Полноте, соседушка, возможно ли это: уважать всех и каждого — и не уважать собственную дочь, ее волю? Простите меня, но, если вы без уважения относитесь к своему ребенку, вы, скорее всего, не уважаете никого, иначе, по сути, во всей глубине своей вопрос стоять не может…
Аркадий Владимирович помолчал, отдышался, взглянул исподлобья на дочь, словно желая проверить, какой эффект произвели его слова. Потом задумчиво продолжил:
— Я полагал, ты выйдешь замуж за своего сверстника, пусть он будет старше тебя на несколько лет, если тебе так больше по душе. Я предпринимал даже кое-какие шаги, чтобы ты могла… присмотреть себе мужа по вкусу… Мечтал, признаться, поиграть с внучатами…
— Может, и поиграешь, — смущенно улыбнулась Дашенька. — А если нет… Тебе не кажется, папа, что это эгоистично — требовать, чтобы я исходила прежде всего из твоего стремления поиграть с внучатами?
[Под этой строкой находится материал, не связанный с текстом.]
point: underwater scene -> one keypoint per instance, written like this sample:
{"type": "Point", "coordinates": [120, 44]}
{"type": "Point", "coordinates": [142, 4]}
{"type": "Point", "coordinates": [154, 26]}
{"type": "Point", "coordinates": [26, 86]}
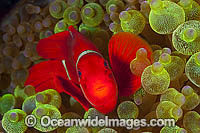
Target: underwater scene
{"type": "Point", "coordinates": [100, 66]}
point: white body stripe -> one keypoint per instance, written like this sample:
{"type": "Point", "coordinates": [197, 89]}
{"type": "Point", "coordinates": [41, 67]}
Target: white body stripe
{"type": "Point", "coordinates": [63, 61]}
{"type": "Point", "coordinates": [84, 53]}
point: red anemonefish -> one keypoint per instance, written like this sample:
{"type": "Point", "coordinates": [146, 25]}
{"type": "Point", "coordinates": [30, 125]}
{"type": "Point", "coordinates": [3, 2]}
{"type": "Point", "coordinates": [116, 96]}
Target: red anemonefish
{"type": "Point", "coordinates": [77, 68]}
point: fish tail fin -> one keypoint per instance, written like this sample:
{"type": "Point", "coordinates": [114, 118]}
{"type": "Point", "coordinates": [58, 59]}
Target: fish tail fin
{"type": "Point", "coordinates": [122, 50]}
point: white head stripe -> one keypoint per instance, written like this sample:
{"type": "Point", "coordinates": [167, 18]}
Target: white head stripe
{"type": "Point", "coordinates": [84, 53]}
{"type": "Point", "coordinates": [71, 34]}
{"type": "Point", "coordinates": [63, 61]}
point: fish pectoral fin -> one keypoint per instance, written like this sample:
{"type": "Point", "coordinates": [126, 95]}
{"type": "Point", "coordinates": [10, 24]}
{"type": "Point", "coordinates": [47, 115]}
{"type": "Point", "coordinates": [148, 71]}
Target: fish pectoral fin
{"type": "Point", "coordinates": [52, 75]}
{"type": "Point", "coordinates": [74, 90]}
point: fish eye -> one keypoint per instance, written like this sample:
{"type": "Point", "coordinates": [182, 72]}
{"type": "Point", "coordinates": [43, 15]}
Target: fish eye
{"type": "Point", "coordinates": [79, 73]}
{"type": "Point", "coordinates": [106, 64]}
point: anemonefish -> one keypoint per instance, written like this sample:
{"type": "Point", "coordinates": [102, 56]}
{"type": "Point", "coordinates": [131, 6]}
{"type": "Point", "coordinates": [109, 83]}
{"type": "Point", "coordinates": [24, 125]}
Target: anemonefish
{"type": "Point", "coordinates": [76, 67]}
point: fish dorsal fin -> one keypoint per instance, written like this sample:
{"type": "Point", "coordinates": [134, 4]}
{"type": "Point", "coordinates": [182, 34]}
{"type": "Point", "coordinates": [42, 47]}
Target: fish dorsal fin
{"type": "Point", "coordinates": [122, 50]}
{"type": "Point", "coordinates": [56, 46]}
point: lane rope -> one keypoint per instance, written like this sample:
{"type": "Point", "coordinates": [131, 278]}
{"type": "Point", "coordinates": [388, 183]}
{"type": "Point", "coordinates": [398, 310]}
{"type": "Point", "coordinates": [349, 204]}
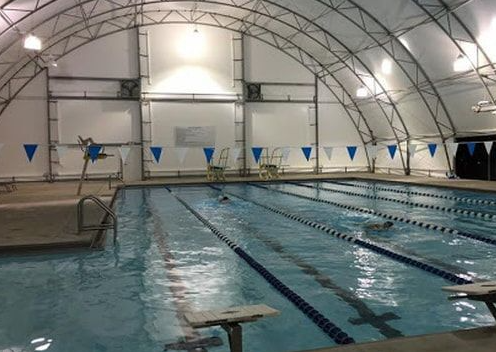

Все-таки это м о я жизнь… Да нет, ты не можешь серьезно так ставить вопрос… Что касается сверстников, в том числе тех, кого ты мне так любезно «подбирал», они никогда особенно не интересовали меня. А я — их, кажется. Во всяком случае, тех, кто сам чего-то стоил… Мне джинсы не идут…
— Господи, что ты несешь?! Какие джинсы?! — возмутилась мать. — У тебя было несколько женихов из очень приличных семей, славных, непьющих, перспективных — чем все это кончилось?
— Ничем, — грустно подтвердила Даша. — Их духовный мир…
— Был миром нормальных людей! — отрезала Мария Осиповна. — А вам известно, — обратилась она ко мне, — что Дарья умудрилась еще семью разрушить?! Этот человек оставил из-за нее жену.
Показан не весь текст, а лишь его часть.